As for the exact language of the bill, the Equality Act simply proposes to replace the term “sex” with the phrase “sex (including sexual orientation and gender identity).” As a result, the Act provides the simplicity of an upgraded and expanded definition, without affecting the other provisions of Title VII and lending itself (at least hopefully) to more streamlined implementation.

Just how far does the Equality Act reach?

Unlike the Supreme Court’s ruling in Bostock, the benefits of the Equality Act stretch far beyond the realm of employment. In addition to Title VII, the Equality Act would also expand “sex” to include sexual orientation and gender identity in the Civil Rights Act’s prohibitions against sex discrimination under Title II (public accommodations), Title III (public facilities), Title IV (public education), and Title VI (federal assistance). Even more, the Equality Act would amend the Civil Service Reform Act, the Fair Housing Act, the Equal Credit Opportunity Act, and federal laws related to jury selection. The current version of the bill would also prevent use of the Religious Freedom Restoration Act (RFRA) (which you may remember from the Supreme Court’s 2014 Hobby Lobby case) as a defense against enforcement of the Civil Rights Act. 

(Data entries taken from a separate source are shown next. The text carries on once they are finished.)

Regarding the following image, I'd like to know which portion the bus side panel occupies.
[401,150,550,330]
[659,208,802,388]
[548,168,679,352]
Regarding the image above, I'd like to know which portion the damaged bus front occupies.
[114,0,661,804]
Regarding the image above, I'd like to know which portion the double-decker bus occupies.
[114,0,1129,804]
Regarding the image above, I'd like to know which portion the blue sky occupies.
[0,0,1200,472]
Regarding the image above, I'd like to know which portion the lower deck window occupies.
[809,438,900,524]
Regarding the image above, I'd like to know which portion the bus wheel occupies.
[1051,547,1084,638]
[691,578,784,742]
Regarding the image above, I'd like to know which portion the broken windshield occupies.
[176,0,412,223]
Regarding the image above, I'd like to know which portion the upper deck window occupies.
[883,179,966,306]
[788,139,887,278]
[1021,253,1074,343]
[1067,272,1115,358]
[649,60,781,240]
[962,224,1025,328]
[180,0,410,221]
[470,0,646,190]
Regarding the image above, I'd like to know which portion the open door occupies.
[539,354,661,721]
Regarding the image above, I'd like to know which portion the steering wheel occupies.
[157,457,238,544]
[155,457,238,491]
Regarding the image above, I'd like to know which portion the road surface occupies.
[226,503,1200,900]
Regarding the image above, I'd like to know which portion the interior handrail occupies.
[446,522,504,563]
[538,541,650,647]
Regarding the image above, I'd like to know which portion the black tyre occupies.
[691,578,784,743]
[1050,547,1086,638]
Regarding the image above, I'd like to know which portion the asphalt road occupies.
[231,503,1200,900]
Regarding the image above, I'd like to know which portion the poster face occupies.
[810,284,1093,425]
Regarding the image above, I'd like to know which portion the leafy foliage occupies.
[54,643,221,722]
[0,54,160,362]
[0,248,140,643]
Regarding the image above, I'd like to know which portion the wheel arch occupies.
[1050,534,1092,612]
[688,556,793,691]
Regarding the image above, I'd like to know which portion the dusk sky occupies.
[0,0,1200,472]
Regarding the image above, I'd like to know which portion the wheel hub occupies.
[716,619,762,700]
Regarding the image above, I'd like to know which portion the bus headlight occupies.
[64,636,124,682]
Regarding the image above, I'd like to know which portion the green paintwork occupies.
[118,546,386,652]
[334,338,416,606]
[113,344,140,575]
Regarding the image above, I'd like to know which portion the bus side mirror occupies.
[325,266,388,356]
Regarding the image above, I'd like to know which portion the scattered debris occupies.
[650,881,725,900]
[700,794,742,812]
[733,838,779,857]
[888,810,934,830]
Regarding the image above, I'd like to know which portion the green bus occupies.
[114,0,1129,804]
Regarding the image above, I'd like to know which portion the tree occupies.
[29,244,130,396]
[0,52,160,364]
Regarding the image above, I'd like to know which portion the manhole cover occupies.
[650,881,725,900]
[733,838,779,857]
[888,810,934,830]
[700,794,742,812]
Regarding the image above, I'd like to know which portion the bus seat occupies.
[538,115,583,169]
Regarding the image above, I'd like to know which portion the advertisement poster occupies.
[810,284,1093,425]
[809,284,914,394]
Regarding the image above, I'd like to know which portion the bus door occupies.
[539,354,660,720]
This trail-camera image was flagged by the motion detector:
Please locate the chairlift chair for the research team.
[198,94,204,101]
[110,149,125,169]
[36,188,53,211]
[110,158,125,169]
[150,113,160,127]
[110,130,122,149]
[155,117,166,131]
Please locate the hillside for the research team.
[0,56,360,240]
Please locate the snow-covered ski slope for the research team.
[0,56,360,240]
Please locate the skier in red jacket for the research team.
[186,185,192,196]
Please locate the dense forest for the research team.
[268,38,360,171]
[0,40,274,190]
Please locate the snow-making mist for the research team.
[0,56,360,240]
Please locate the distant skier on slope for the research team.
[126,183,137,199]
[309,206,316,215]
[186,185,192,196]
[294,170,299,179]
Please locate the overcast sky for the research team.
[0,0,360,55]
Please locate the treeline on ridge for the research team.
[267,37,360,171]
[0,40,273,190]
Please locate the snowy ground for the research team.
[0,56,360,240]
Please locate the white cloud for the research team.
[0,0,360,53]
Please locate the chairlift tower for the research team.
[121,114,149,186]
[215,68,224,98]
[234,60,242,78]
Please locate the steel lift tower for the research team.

How should employers prepare for the potential enactment of the Equality Act?

Following last year’s decision by the Supreme Court, employers should have already updated their policies and trainings related to the prohibitions against discrimination and harassment to include the protected statuses of sexual orientation and gender identity. Non-religious employers who may have been resistant to these changes intending to rely upon the RFRA should be prepared to change course if the Equality Act passes in the Senate. Employers who have positions for which “sex” is a bona fide occupational qualification (BFOQ) should further be prepared to ensure that those positions are open to transgender individuals who identify with the applicable sex. Employers should also identify any spaces, such as bathrooms, that are currently segregated on the basis of sex and analyze whether changes will need to be made to protect the rights of transgender, non-binary, and/or other LGBTQ employees, customers, and invitees.

Employers lagging behind will need to get swiftly up to speed, as the Equality Act represents a widespread social, and not just political, change. Nonpartisan polling reveals significant national support for the Equality Act and its ideals, and the bill has been endorsed by more than 630 organizations and 350 major companies, including companies like IBM. 

"The U.S. already faces a shortage of qualified and experienced talent and key technology growth areas, such as artificial intelligence and blockchain, quantum computing, cybersecurity, as well as healthcare," Carla Grant Pickens, Global Chief Diversity and Inclusion officer at IBM, said during a press briefing. "It is in the best interest of the country to ensure that all talented individuals have equal opportunity, and are able to pursue careers in these areas in these critical fields that we require talent." But strengthening inclusive work environments "goes beyond employment practices and protections," Pickens said. "It's time that civil rights protections be extended to LGBT+ individuals nationwide on a clear, consistent and comprehensive basis." 

A 2019 report from the U.S. Chamber of Commerce Foundation found that LGBTQ-inclusive companies experience profoundly positive impacts, including increased revenue margins and lower employee turnover, and attract higher quality talent. The U.S. Chamber of Commerce has been an active supporter of the Equality Act and urged passage of the bill in a letter sent to House members prior to the recent vote, stating that “Equality under the law is essential to ensuring America’s free market system continues to thrive and to enabling our diverse workforce to reach its full potential without fear of discrimination.”